São Paulo - A polêmica mais recente envolvendo a Lei Rouanet começou com uma piada. E a brincadeira sobre uma tatuagem íntima de Anitta acabou desencadeando uma crise entre os cantores sertanejos. O episódio apontou para a complexidade do financiamento público da cultura - e mostrou que aquela história de que sertanejos não precisam de dinheiro vindo do poder público não era bem assim.

Mas afinal, por que gastar dinheiro público com cultura? E por que cultura é um tema que parece ser tão sensível para o governo Bolsonaro e para seus apoiadores?
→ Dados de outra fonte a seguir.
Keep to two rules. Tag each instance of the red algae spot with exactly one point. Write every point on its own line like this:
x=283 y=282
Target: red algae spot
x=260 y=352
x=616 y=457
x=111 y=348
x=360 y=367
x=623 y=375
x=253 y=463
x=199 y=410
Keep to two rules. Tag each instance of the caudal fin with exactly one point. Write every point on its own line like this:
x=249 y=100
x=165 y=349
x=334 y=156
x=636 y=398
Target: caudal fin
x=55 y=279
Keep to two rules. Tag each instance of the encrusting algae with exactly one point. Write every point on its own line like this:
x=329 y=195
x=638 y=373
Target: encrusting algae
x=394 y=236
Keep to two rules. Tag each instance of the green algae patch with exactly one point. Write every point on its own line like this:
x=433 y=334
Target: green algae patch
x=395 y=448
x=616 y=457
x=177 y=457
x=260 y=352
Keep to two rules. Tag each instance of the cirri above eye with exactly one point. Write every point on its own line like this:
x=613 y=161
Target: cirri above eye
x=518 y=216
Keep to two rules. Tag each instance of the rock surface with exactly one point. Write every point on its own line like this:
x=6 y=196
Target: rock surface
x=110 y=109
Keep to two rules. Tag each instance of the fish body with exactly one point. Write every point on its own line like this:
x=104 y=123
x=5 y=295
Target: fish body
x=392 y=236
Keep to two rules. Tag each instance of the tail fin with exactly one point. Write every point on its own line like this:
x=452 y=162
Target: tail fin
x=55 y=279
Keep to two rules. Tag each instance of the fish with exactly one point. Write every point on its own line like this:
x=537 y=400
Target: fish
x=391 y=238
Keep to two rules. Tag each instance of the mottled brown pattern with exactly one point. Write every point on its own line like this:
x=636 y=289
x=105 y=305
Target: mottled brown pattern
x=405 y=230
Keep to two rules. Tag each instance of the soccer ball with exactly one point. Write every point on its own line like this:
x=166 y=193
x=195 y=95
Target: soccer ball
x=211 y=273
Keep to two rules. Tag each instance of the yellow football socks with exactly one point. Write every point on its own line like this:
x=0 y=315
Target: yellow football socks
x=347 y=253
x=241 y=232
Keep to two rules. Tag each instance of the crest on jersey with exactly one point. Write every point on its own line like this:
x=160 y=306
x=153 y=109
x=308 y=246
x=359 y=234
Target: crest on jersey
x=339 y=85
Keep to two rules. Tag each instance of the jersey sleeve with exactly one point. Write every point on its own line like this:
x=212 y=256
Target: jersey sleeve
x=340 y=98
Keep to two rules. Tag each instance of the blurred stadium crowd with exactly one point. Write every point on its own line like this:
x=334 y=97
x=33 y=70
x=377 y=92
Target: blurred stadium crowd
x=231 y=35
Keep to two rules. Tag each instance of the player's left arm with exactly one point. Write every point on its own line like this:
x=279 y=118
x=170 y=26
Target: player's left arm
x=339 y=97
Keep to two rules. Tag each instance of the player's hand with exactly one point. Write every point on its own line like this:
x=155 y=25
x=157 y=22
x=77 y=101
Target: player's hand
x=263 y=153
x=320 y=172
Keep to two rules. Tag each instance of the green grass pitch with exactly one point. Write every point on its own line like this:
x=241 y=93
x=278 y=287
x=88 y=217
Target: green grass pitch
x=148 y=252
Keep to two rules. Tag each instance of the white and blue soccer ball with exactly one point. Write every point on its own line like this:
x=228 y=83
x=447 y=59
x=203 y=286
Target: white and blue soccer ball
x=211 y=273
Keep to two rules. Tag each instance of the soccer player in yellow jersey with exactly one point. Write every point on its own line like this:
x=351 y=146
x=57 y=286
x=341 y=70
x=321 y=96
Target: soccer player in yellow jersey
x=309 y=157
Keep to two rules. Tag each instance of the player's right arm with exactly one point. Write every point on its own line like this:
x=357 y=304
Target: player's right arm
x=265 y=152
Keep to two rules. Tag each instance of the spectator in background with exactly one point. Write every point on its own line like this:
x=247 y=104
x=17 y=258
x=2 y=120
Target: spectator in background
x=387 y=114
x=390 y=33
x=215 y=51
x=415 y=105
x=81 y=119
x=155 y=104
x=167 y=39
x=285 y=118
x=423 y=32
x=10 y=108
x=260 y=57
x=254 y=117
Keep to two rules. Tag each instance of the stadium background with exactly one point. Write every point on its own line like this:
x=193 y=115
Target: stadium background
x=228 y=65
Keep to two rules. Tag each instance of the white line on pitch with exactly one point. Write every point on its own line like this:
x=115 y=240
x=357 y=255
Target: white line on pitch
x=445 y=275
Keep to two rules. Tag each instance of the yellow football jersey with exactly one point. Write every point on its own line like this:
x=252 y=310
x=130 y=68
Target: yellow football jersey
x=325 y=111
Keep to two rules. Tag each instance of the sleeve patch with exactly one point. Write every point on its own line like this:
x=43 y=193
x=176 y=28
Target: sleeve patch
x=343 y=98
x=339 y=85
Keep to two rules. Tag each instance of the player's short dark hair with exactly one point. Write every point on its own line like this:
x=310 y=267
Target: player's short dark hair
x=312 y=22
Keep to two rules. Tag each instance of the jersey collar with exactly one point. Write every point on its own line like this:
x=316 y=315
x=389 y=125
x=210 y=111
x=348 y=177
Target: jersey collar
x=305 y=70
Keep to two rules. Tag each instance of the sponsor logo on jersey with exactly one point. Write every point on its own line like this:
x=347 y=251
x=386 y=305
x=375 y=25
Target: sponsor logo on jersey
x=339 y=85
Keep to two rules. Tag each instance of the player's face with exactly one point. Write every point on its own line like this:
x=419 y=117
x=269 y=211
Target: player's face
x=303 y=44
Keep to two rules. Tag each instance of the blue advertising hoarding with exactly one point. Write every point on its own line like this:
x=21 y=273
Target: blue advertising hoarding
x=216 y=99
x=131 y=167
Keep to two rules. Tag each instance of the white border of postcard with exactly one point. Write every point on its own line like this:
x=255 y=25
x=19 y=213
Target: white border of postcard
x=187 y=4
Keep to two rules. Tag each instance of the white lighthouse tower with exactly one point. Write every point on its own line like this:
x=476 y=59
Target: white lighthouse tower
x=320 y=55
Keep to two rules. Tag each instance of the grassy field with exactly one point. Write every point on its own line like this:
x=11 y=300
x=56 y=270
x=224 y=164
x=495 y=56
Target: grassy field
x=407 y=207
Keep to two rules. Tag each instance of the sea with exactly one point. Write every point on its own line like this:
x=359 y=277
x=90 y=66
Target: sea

Agora o financiamento público da cultura volta à pauta do Congresso Nacional, que nos próximos dias deve votar o veto do presidente Jair Bolsonaro (PL) à Lei Paulo Gustavo. Mais para a frente, votará o veto à Lei Aldir Blanc. Entre os críticos da Paulo Gustavo, há os que evocam o teto de gastos e a Lei de Responsabilidade Fiscal. Outros falam que há maiores prioridades, já que somos um país tão cheio de urgências.

Mas se a lei é tão polêmica, por que ela foi aprovada com unanimidade no Senado, tendo conquistado o sim de nomes de governistas como Flávio Bolsonaro (PL-RJ), Luis Carlos Heinze (PP-RS) e Marcos Rogério (DEM-RO)?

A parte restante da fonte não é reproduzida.